第四章 因縁の地下遺跡へ

第29話 病床の兄と再会

 ビルイェル伯爵領・ヴェスティの街まで、ボクたちは戻ってきた。


 今は騎士のキルシュ、鳥人族の僧侶ヴィク、エレオノル姫様が率いる騎士団も一緒である。


「大丈夫ですか、ヒューゴさん? また、門前払いということは」


「身内なので、おそらく平気です」


 まず、ボーゲンさんにあいさつをする。


 療養所で、ボーゲンさんを呼んでもらった。

 

「お久しぶりです」


「おお、ヒューゴじゃないか」


 快く、ボーゲンさんはボクを迎えてくれる。


「ひさしぶりね、おじいさま」


「ああ。ソフィーア。無事だったかい」


 ソフィーアと聞いて、騎士団がざわついた。


「あの、ソーニャさん。あなたはもしや、ボーゲン・マインラート殿の」


 ヴィクの質問に、ソーニャさんはあっけらかんと「そうよ」と答える。


「マインラート卿の、お孫さんだったとは」

「伝説の魔導騎士、ボーゲン様の、孫だったとは」

「ボボル・ギソと双璧をなす、最強術師の一角」 

 

 また、騎士団がざわめいた。


「お静かに。存じ上げなかったのですか? 彼女は、ビルイェル伯爵のお嬢様ですよ」


 姫様の一言に、騎士団のどよめきがより大きくなる。


「やめてくださいまし。エレオノル姫様。そういう騒動を避けるため、町娘風に変装していましたのに」


「ウフフ。あなたのような町娘がいますか?」


 姫様は、すぐにソーニャさんの正体をカンパしていたらしい。


 まあ、あれだけテーブルマナーが行き届いていたら、誰だってソーニャさんが貴族だってわかっちゃうよね。

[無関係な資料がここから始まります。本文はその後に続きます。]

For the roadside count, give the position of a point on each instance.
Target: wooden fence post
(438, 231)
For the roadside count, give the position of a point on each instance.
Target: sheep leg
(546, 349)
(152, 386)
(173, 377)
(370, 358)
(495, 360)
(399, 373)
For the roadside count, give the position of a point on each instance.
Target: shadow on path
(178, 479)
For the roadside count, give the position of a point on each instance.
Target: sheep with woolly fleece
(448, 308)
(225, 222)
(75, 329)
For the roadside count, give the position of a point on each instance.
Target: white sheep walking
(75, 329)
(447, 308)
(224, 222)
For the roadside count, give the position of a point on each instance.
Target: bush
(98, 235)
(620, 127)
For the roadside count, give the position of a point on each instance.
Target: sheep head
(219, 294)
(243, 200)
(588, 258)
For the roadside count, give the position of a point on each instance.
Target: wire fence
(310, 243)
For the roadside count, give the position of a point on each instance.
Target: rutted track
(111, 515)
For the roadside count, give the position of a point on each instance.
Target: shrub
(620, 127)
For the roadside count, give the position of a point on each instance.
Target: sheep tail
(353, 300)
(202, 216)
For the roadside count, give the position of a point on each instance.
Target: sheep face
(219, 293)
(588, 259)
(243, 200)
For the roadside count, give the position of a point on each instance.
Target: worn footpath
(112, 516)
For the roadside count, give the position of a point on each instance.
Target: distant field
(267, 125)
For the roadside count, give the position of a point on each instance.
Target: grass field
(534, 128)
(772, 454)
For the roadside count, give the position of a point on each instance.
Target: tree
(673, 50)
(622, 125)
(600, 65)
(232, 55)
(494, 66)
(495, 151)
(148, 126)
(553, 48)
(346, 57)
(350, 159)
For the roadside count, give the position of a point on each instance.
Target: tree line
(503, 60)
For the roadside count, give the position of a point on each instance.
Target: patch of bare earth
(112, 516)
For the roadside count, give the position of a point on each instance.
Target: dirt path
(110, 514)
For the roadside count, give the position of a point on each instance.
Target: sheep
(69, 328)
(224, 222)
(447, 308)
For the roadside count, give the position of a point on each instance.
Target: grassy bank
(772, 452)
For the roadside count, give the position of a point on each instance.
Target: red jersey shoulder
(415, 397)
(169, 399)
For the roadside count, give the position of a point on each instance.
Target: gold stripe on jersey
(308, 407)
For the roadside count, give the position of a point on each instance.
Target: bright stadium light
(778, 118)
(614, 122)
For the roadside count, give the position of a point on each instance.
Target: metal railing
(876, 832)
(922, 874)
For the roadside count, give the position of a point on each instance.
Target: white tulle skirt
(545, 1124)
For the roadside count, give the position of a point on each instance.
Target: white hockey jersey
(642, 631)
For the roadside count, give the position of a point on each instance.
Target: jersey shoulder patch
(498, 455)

「一〇代前半で【メテオバースト】なんぞ放つ魔力、お父上によく似た目鼻立ち、どれをとっても、ただものではないとお見受けしておりました」


「バレていたんですね?」


「ウソです。わたくしは、赤ん坊だったあなたを抱っこして差し上げたこともありましてよ」

 

 姫様にジョークを言われて、ソーニャさんが頬を膨らませた。こっちのほうが、ソーニャさんらしいや。

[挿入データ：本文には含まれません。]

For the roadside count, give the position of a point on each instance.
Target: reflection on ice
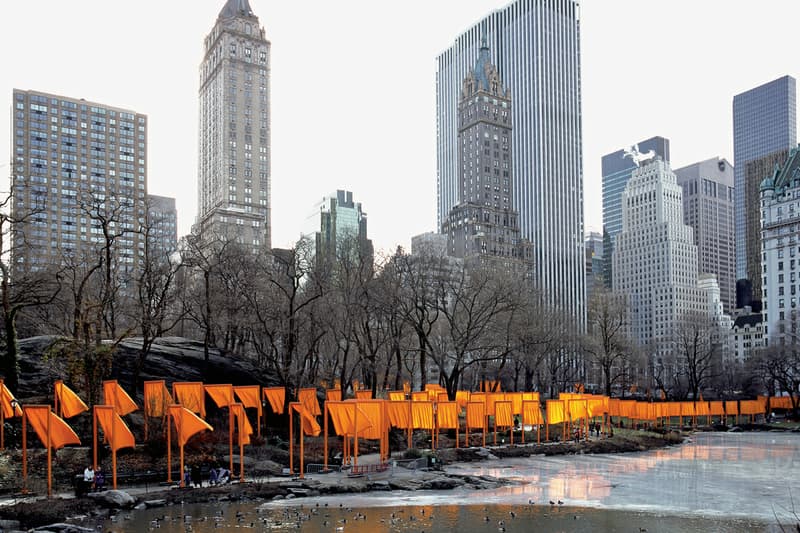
(728, 474)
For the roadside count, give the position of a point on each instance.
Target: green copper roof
(236, 8)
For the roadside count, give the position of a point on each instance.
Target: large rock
(170, 358)
(64, 528)
(117, 499)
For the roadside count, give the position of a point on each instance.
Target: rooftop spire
(236, 8)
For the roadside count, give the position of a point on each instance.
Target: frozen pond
(718, 481)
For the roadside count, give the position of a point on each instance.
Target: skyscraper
(655, 258)
(341, 227)
(537, 53)
(79, 168)
(764, 122)
(708, 207)
(235, 157)
(483, 225)
(616, 170)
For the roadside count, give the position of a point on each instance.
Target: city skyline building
(655, 259)
(708, 198)
(162, 218)
(234, 166)
(764, 122)
(616, 170)
(483, 224)
(79, 171)
(536, 50)
(780, 239)
(341, 228)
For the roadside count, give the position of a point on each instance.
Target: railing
(361, 470)
(319, 468)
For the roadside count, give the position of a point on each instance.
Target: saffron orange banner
(116, 396)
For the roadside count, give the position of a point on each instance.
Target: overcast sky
(353, 87)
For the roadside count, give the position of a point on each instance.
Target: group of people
(94, 479)
(194, 476)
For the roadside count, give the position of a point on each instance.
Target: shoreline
(78, 511)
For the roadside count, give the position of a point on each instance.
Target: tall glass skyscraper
(535, 45)
(764, 122)
(617, 170)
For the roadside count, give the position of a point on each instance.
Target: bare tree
(607, 343)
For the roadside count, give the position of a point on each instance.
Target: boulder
(63, 528)
(118, 499)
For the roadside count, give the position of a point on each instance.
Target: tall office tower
(708, 208)
(235, 157)
(594, 262)
(764, 121)
(616, 170)
(483, 224)
(655, 258)
(162, 218)
(341, 227)
(78, 168)
(538, 57)
(780, 233)
(750, 243)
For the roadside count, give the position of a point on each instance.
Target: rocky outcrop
(171, 359)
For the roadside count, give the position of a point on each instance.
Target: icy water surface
(716, 482)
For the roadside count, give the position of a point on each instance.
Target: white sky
(353, 87)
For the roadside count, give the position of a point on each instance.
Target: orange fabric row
(187, 423)
(116, 396)
(221, 394)
(69, 403)
(5, 402)
(308, 397)
(276, 396)
(250, 396)
(59, 434)
(447, 415)
(115, 430)
(243, 427)
(156, 398)
(190, 395)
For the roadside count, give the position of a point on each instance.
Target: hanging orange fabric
(476, 414)
(187, 423)
(69, 403)
(716, 408)
(333, 395)
(503, 417)
(60, 433)
(577, 409)
(447, 415)
(5, 403)
(190, 395)
(156, 398)
(420, 396)
(422, 415)
(532, 412)
(308, 397)
(556, 411)
(250, 396)
(222, 395)
(243, 426)
(462, 399)
(397, 411)
(114, 428)
(116, 396)
(276, 396)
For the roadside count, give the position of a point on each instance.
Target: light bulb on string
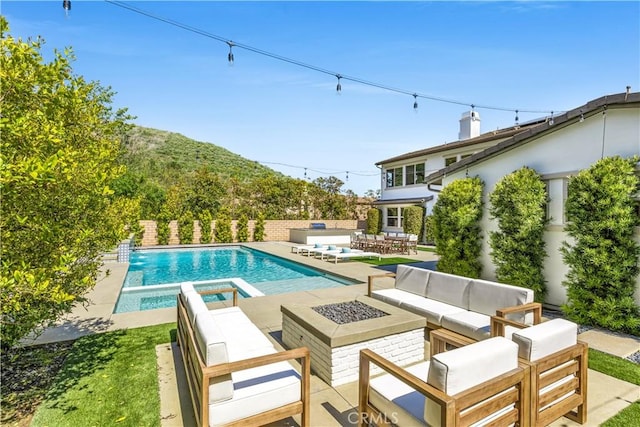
(66, 5)
(230, 55)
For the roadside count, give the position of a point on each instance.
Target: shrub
(223, 227)
(205, 219)
(518, 203)
(603, 260)
(413, 220)
(242, 228)
(258, 230)
(456, 217)
(374, 221)
(185, 228)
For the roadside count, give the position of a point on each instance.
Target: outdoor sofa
(479, 384)
(459, 304)
(234, 373)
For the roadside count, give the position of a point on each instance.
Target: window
(394, 177)
(394, 217)
(415, 174)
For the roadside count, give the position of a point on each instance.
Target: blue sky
(528, 55)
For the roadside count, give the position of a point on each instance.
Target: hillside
(162, 157)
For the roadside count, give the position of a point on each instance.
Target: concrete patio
(329, 406)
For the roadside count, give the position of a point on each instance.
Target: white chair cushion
(449, 289)
(536, 342)
(213, 349)
(458, 370)
(257, 390)
(195, 306)
(468, 323)
(486, 297)
(412, 279)
(401, 403)
(431, 309)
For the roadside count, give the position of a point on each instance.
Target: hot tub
(318, 233)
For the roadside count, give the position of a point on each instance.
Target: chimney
(469, 125)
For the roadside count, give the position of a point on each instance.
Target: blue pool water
(150, 271)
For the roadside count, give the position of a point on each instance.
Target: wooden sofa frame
(199, 375)
(534, 307)
(573, 360)
(510, 388)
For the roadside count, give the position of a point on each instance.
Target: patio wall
(274, 230)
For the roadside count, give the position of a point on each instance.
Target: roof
(485, 137)
(525, 135)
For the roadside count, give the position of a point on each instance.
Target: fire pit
(336, 331)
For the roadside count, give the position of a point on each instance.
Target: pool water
(154, 275)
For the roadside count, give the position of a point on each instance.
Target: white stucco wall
(569, 149)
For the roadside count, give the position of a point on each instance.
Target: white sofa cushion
(449, 289)
(401, 403)
(536, 342)
(412, 279)
(213, 348)
(457, 370)
(486, 297)
(468, 323)
(431, 309)
(257, 390)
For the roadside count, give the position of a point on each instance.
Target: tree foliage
(603, 258)
(59, 150)
(456, 217)
(242, 228)
(413, 220)
(518, 203)
(223, 230)
(374, 221)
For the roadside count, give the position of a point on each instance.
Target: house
(403, 176)
(557, 149)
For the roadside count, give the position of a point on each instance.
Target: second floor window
(415, 174)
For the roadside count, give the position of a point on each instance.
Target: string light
(310, 66)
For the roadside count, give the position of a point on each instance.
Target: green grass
(108, 379)
(614, 366)
(385, 261)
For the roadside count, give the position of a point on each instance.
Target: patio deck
(329, 406)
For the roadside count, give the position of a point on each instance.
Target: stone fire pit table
(396, 335)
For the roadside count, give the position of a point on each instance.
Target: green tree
(258, 229)
(242, 228)
(59, 150)
(456, 217)
(185, 228)
(205, 219)
(518, 203)
(603, 260)
(223, 226)
(374, 221)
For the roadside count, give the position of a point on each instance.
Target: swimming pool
(155, 274)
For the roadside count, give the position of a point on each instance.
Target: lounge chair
(482, 383)
(350, 253)
(558, 364)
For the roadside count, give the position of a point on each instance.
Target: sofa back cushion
(457, 370)
(449, 288)
(412, 279)
(536, 342)
(486, 297)
(213, 349)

「エレオノル騎士団の方々とご一緒ということは、遺跡に向かうんだね?」


「はい」


 ボクは、事情を説明する。


 ソーニャさんが、ファミリアを召喚した。


 ファミリアは、両手にハンドベルを持っている。


「これは、【恬淡てんたんの鈴】……すごいな、ヒューゴは。ワシでも、文献でしか見たことがない。どこにあるかすら、わかっていなかった」


 ダンジョンで手に入れたハンドベルを見ながら、ボーゲンさんがつぶやく。

 

「そうか。これが必要だったんだね。だから、やめておけといったのだ。しかしエルネスト王子は、自分がいるから大丈夫だと」


 エルネスト王子は、レアアイテムの存在を知らなかった。こんなアイテムが必要だと分かったのは、ギソのダンジョンの最下層にあった文献からである。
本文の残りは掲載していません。